Backups is a tough one, without practical storage engine agnostic consistent solutions I don’t feel the backup conundrum will be resolved anytime soon.
To handle a successful failover you need a guarantee that the data is consistent. A Synchronous Replication solution will solve this. MySQL Cluster is a synchronous solution, however it is impractical for basically every application that is already running with MySQL Replication.
What other options exist? Food for thought.
About Memcache
A little on Memcache for those still in the dark ages. Many large sites such as FaceBook,Fotolog, Wikipedia and Slashdot are strong proponents of Memcached. Created originally for Live Journal Memcached has become the defacto standard in this level of application data caching.

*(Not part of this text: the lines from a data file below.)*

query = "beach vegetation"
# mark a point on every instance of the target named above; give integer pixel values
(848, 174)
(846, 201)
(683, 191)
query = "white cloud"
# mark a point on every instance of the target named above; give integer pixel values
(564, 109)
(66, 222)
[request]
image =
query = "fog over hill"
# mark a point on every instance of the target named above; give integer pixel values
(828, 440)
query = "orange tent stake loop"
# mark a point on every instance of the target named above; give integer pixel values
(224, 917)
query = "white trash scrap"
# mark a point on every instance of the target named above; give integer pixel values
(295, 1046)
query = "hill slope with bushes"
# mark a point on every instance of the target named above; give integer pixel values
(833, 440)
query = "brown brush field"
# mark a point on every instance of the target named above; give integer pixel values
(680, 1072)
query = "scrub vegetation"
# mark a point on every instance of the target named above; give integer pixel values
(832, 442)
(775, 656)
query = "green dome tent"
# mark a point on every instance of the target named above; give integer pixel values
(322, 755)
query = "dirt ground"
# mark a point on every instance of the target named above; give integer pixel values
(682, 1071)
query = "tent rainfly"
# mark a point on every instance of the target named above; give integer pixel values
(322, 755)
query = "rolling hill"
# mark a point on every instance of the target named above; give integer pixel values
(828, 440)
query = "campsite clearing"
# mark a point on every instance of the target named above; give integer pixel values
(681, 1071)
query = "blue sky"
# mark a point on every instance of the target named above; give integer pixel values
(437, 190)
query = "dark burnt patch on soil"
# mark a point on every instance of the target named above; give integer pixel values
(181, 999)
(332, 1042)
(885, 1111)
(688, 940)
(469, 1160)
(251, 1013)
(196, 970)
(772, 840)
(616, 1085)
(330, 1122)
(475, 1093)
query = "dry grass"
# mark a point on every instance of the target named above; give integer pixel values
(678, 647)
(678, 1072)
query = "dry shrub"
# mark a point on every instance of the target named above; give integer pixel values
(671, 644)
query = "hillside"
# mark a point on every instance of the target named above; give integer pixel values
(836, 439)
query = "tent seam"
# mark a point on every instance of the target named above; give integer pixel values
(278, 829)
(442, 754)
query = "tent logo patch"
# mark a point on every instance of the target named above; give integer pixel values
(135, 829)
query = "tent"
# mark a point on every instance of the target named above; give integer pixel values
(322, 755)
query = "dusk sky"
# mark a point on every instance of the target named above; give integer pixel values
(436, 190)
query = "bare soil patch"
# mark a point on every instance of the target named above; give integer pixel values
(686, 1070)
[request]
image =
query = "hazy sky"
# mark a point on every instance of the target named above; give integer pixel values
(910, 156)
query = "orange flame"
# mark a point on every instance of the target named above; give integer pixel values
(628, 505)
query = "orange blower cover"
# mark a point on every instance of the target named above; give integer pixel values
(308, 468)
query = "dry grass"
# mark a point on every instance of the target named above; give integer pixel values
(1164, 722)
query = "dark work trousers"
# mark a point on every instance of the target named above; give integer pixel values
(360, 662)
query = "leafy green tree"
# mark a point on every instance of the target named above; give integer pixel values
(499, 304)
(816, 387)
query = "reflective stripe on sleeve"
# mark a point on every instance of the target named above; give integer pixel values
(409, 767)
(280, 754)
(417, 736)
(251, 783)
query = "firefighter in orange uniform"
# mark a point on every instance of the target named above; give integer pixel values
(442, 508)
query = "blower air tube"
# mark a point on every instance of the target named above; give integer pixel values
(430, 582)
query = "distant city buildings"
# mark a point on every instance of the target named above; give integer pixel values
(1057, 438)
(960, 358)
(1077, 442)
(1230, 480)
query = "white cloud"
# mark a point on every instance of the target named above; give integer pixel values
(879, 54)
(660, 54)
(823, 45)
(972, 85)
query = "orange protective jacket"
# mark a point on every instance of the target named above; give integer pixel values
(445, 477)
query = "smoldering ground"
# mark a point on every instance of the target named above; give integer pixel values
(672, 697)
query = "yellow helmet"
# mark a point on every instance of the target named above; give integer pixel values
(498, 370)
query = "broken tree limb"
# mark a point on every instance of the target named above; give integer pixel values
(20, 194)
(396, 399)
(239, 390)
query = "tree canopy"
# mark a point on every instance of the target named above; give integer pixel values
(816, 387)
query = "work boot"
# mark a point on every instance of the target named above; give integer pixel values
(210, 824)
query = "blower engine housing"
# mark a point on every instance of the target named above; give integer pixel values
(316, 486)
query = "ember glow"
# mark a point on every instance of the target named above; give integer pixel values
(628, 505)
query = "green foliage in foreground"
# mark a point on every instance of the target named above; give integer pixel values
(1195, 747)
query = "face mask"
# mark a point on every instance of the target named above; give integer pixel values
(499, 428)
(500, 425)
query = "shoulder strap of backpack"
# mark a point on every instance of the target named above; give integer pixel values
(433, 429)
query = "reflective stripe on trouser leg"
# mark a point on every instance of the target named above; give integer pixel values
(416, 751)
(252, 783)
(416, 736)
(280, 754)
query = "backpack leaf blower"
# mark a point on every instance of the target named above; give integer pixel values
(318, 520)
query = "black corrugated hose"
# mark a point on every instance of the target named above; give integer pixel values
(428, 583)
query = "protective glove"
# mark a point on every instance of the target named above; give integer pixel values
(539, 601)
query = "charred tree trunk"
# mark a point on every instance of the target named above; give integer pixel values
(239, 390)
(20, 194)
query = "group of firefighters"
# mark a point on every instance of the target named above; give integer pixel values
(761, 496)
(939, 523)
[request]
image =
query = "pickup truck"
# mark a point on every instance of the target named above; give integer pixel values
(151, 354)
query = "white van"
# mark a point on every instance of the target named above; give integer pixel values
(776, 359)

The description from the source.
memcached is a high-performance, distributed memory object caching system, generic in nature, but intended for use in speeding up dynamic web applications by alleviating database load.
Ronald says
Greg Linden adds his views on the topic with emphasis on Partition at Replication, caching, and partitioning.
Ronald says
In Read replication with MySQL – part deux, François Schiettecatte gives his views on caching and experiences in Memcache from his time at feedster.
Peter Zaitsev says
I see you’re focusing on problem of replication being Async – of course as you’re going to solve this problem,
but do not be mistaken – this is not the only problem which limits read scalability. The data size is another one.
Say you had 10GB data and couple of 16GB slaves. Now you got 100GB data and 10 times more reads. Will 20 Slaves handle it ? Most likely not because you week 20 copies of same data on disk and in the cache…
Though it will surely be good combination with Sharding.